Emmaillotée dans un kundaka, Noura dort paisiblement. Avant de quitter la Syrie et d’entamer leur long voyage vers l’Europe, ses parents ont pris le soin d’empaqueter plusieurs langes de coton qui servent traditionnellement à emmailloter les bébés pendant les deux premiers mois de leur vie. Mohammed, le père de Noura, nous a raconté comment il a porté les affaires de sa fille dans son sac à dos depuis la Syrie, en refusant de s’en débarrasser alors qu’ils ont dû se séparer de la plupart de leurs effets personnels au moment d’embarquer sur le petit bateau à bord duquel ils ont traversé la mer Egée.

Noura fait partie de ces centaines de bébés nés en Grèce alors que leurs parents ont fui leur pays pour aller demander l’asile en Europe. Recueillir des statistiques n’est pas facile.
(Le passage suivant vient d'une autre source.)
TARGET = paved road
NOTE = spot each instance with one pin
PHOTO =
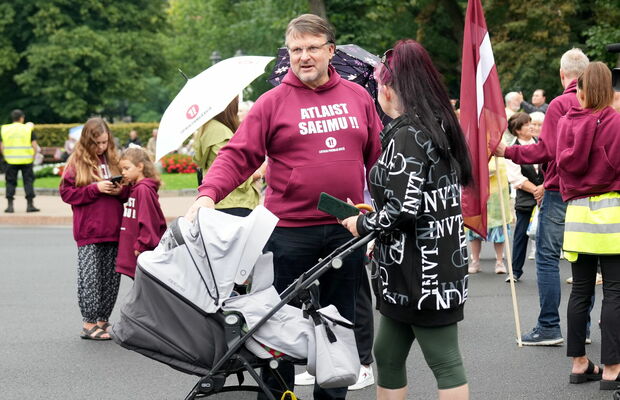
(42, 357)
Même l’Office du Haut Commissaire des Nations Unies pour les réfugiés (HCR) n’a pas les chiffres exacts.

Fotini Kesedopoulou, expert sur les questions de protection des réfugiés pour le HCR au camp Idomeni, camp récemment évacué qui se situe près de la frontière avec l’Ancienne République yougoslave de Macédoine (ARYM), explique que la population du camp, qui a pu compter jusqu’à 12 000 personnes, était beaucoup trop mouvante pour pouvoir recenser tous les nouveau-nés. Toutefois, juste avant l’évacuation, qui a eu lieu fin mai, l’ONG grecque Praksis fournissait des couches pour les bébés de moins de trois mois à quelque 125 familles ainsi que du lait maternisé à 12 mères qui ne pouvaient pas allaiter. Cela nous donne une idée du nombre de nouveau-nés présents sur un camp seulement.

Heven, la mère de Noura âgée de 19 ans, a passé les trois derniers mois de sa grossesse au camp d’Idomeni, où elle attendait avec sa famille dans l’espoir de pouvoir traverser la frontière gréco-macédonienne pour ensuite rejoindre l’Allemagne, où certains membres de sa famille se sont déjà installés. Elle n’aurait jamais imaginé que sa fille passerait ses premiers mois à l’intérieur d’une tente.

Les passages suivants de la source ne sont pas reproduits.